Just don't blow a gasket testing out your max lift, or keep coming back adding more rep on the deadlift, just to beat your new best PR.
Professional powerlifters only test their 1 rep maximum a few times a year to prevent injury and because of the recovery time.
Remember the mission here is to build core strength to prime you for more muscle growth. Injure yourself by trying for a world record and all your hard earned gains up to this point will have been damaged.
Lessons Learned From Over Doing Strength Training
Ronnie Coleman, need I say anymore? Dorian Yates also commented that his bodybuilding career would have lasted longer if he had reduced the amount of heavy weights he constantly hauled.
He trained super heavy and super intense with many forced negatives where he was majorly assisted on the concentric portion of the rep.
How Much Strength Training Does A Bodybuilder Need To Perform?
To assist in bodybuilding development work out what you need, and go on stage and compete and test the waters. If you are responding well to strength training you can experiment running strength cycles more often or doing them for longer.
Remember unless you are training for the Highland games or want to be a professional strongman, you don't need to pull trucks or smash monster tires with a sledgehammer, although that is quite fun....

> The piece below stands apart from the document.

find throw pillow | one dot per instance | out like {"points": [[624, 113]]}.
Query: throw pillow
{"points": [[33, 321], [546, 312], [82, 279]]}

Take a break from your bodybuilding cycle when it finishes and try a 4-6 week strength cycle. Performing a few sets of 3-5 reps in your normal bodybuilding routine is not strength training. You need at least 4 weeks to see any progress.
After you have built up some strength you can regularly throw a 2 week strength cycle into your bodybuilding routine to keep up your strength gains, and see this overflow with increased hypertrophy (muscle) gains.

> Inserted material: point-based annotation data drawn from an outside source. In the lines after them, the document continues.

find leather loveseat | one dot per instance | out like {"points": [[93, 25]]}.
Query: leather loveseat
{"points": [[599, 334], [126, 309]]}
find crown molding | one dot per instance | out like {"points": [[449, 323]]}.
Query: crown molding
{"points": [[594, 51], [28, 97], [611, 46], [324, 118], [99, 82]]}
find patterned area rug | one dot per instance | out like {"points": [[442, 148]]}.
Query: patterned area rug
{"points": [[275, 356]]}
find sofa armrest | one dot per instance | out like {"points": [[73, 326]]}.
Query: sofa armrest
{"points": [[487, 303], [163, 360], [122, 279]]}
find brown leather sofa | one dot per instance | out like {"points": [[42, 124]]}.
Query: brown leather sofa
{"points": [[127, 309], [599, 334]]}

If your joints and muscles are sore, if you are sapped and looking flat, you are overdoing it. You need to find a happy medium, not everyone reaps positive rewards from strength training.

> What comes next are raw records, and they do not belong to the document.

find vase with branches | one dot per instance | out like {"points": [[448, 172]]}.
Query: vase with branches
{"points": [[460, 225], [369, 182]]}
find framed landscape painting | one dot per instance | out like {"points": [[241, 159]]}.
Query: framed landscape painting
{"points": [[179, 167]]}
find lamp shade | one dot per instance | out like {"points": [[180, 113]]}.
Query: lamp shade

A little goes a long way, but too much can be devastating for bodybuilders.
And that my friend is why even with all today's scientifically researched available information what works for one person won't work for everyone. To quote this NCBI scientific study:
For the athlete or patient hoping to increase muscle size by weight training the best combination of intensity, frequency and type of exercise still remains a matter of individual choice rather than a scientific certainty.Physiological changes in skeletal muscle as a result of strength training
70's Golden Age Strength Training Success Stories
Arnold and Franco (made famous by Pumping Iron) put their "thick" physiques down to the fact they had powerlifting backgrounds before going into bodybuilding.
They had done the groundwork development with multi-joint full body strength building routines.
This prepared the foundations for them to take that functional strength base and move into bodybuilding, where hypertrophy is the name of the game. Maybe that's why in his time Arnold was light years ahead of the competition.